The recognition of bacteria and bacterial by-products initiates initial inflammatory response, which is achieved by the secretion of proinflammatory cytokines from epithelial cells and fibroblasts. After their migration to inflamed tissues, leukocytes suppress the bacterial invasion by their oxygen-dependent or -independent mechanisms. Subsequently, T- and B-cells emerge to the sites of infection and secrete immunoglobulins as an antigen-specific response. While the host defense mechanisms try to suppress the level of infection by eliminating the pathogens, the increased expression of proinflammatory cytokines, such as interleukin (IL)-1, -6, -11, and -17, and tumor necrosis factor (TNF)-α, stimulates the bone resorption. These cytokines can induce osteoclastogenesis by increasing the expression of Receptor Activator for Nuclear Factor κB Ligand (RANKL) and decreasing the osteoprotegerin (OPG) production by osteoblasts/stromal cells. Matrix metalloproteinases (MMPs), especially MMP-8 and -13, contribute to the bone tissue resorption.
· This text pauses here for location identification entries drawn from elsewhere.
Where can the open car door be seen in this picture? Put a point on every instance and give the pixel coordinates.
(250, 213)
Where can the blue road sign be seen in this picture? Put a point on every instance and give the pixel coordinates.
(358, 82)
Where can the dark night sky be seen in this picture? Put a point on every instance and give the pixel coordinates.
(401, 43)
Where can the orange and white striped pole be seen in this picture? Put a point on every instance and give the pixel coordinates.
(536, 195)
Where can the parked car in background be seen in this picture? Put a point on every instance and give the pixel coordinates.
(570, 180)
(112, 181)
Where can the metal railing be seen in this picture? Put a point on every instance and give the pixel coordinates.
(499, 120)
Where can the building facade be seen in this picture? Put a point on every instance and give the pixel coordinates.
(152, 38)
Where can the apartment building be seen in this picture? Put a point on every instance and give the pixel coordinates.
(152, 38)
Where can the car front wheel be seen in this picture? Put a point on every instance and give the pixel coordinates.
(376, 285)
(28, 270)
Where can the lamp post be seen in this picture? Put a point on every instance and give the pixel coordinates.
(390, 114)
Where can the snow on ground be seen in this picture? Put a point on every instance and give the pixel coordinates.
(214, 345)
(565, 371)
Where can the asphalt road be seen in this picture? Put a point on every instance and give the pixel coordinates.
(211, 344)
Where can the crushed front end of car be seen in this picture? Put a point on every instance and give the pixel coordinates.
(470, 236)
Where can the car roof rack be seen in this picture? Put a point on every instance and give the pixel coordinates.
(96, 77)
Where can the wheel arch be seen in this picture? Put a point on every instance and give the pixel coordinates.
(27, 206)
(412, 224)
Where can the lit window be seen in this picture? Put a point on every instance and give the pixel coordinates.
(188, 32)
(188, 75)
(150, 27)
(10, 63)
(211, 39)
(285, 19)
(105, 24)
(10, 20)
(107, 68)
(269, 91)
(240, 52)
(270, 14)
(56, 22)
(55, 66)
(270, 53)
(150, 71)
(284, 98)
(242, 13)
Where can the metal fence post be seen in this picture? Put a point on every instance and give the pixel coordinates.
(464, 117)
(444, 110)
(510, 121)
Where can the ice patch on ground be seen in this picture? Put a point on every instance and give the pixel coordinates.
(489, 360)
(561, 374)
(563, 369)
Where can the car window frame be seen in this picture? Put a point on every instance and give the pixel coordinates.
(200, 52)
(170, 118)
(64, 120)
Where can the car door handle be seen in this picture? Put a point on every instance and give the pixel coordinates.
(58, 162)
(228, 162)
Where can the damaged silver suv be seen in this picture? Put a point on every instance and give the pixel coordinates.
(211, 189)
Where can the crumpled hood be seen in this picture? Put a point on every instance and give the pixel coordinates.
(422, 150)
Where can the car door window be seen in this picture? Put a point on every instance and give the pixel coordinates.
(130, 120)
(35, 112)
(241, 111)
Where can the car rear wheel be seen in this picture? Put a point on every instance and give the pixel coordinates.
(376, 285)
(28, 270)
The ability to monitor the health status, disease onset and progression, and treatment outcome through noninvasive means is the most desirable goal in health care promotion and delivery. As an easily collected and noninvasive specimen, saliva has been used as a diagnostic fluid in medicine. General aims in periodontal research on salivary diagnostics are to find marker(s) that could be used, preferably as chair-side tests, for example, to determine the activity of periodontitis or the outcome of the treatment, or, to a lesser extent, to detect periodontitis in field studies. Periodontitis is an infection-induced inflammatory disease with periods of exacerbations and remissions, thus, the fluctuation in disease progression clearly affects the diagnostic power of the salivary biomarker selected. This is also the case concerning some general diseases, such as diabetes, that deteriorate the periodontal disease progression and, at the same time, may affect the reliability of selected biomarkers. To overcome these limitations in salivary diagnostics, it would be beneficial to detect bacterial and host-derived biomarkers simultaneously. The cumulative use of bacterial and host-derived biomarkers greatly improve the development of simple methods for diagnosing different stages of periodontal disease in saliva. This does not only help researchers, involved in population-based studies, but also clinicians in estimating special care needs for their patients.